UK-based global pharma company AstraZeneca and US consumer products company Honeywell have announced a partnership to build a new “next generation” inhaler with a propellant that reduces Global Warming Potential by more than 99%.
The deal is part of a broader sustainability initiative by AstraZeneca that also includes an ambitious plan to reduce emissions and move toward sustainable power sources.
The propellants used in metered-dose inhalers (MDIs) have always contributed significantly to greenhouse gas emissions. Although the 1990s saw a switch from MDIs using ozone-depleting chlorofluorocarbons to new ones using much safer hydroflourocarbons, MDIs still contribute greenhouse gas emissions that can contribute to global warming. And while other options exist like dry-powder inhalers and soft mist inhalers, MDIs are still the best option for many patients for a variety of reasons, according to AstraZeneca.

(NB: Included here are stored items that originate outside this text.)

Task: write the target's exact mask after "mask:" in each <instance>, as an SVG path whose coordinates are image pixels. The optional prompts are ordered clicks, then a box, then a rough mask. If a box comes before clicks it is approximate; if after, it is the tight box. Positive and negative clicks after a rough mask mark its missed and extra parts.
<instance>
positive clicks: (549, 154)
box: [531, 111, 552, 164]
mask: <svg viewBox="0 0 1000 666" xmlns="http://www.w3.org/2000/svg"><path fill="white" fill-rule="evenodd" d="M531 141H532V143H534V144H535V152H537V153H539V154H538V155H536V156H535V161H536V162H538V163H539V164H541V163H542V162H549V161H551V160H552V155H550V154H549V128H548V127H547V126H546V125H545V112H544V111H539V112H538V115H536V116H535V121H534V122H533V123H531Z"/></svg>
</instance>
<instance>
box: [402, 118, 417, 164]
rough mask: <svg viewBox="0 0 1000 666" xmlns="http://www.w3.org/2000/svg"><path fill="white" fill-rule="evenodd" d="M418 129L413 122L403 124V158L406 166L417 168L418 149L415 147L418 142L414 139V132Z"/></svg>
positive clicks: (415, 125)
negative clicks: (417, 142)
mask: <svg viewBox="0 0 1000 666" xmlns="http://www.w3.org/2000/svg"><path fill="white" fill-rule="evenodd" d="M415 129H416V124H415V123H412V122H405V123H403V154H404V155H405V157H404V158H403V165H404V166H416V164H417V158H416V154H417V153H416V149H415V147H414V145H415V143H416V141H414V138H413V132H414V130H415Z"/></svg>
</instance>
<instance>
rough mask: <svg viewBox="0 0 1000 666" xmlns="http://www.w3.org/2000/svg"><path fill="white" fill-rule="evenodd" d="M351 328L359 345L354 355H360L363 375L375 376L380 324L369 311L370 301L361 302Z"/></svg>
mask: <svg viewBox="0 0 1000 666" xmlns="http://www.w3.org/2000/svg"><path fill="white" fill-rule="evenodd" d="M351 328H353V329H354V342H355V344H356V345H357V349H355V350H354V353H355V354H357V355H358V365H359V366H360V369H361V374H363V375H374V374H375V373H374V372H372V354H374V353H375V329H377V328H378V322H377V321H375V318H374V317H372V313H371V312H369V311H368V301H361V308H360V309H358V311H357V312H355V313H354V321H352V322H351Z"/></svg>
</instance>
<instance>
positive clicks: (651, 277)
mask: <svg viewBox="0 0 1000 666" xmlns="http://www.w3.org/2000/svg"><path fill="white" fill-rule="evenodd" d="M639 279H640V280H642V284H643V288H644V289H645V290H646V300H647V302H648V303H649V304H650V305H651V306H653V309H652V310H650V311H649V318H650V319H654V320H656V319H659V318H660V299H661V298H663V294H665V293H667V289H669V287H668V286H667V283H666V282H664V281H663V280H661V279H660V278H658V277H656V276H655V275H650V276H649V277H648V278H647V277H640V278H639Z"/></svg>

AstraZeneca and Honeywell are developing MDIs that will use a new propellant called HFO-1234ze, which, according to the company, has 99.9% less Global Warming Potential (GWP) than existing propellants. GWP is an EPA-developed measure of how much energy the emissions of one ton of a gas will absorb over a given period of time, relative to the emissions of one ton of carbon dioxide.
Starting with the Brestri Aerosphere COPD inhaler (pending regulatory approval), AstraZeneca intends to transition all of its MDIs to this technology by 2030.
“The work we are doing with AstraZeneca developing a respiratory inhaler, with a new near-zero Global Warming Potential propellant, is tremendously important for both the environment and patients with respiratory issues,” Darius Adamczyk, chairman and CEO of Honeywell, said in a statement. “Our goal is to reduce respiratory healthcare carbon emissions without restricting patient choice or risking improvement in health outcomes.”
AstraZeneca also released its company-wide sustainability report this week, which includes progress updates on the company’s many sustainability initiatives. Of note, AstraZeneca has reduced Scope 1 and 2 greenhouse gas emissions by 59% since 2015 and has a goal of 98% reduction by 2026. Additionally, 88% of the company’s electricity came from sustainable sources in 2021, putting the company on track to hit 100% in 2025.
“We are making great progress on our ambition to be zero carbon across our global operations by the end of 2025 and carbon negative across our entire value chain by 2030,” AstraZeneca CEO Pascal Soriot said in a statement. “Our collaboration with Honeywell demonstrates AstraZeneca’s commitment to advancing sustainable healthcare innovation, with the aim of improving outcomes for patients while reducing our environmental footprint.”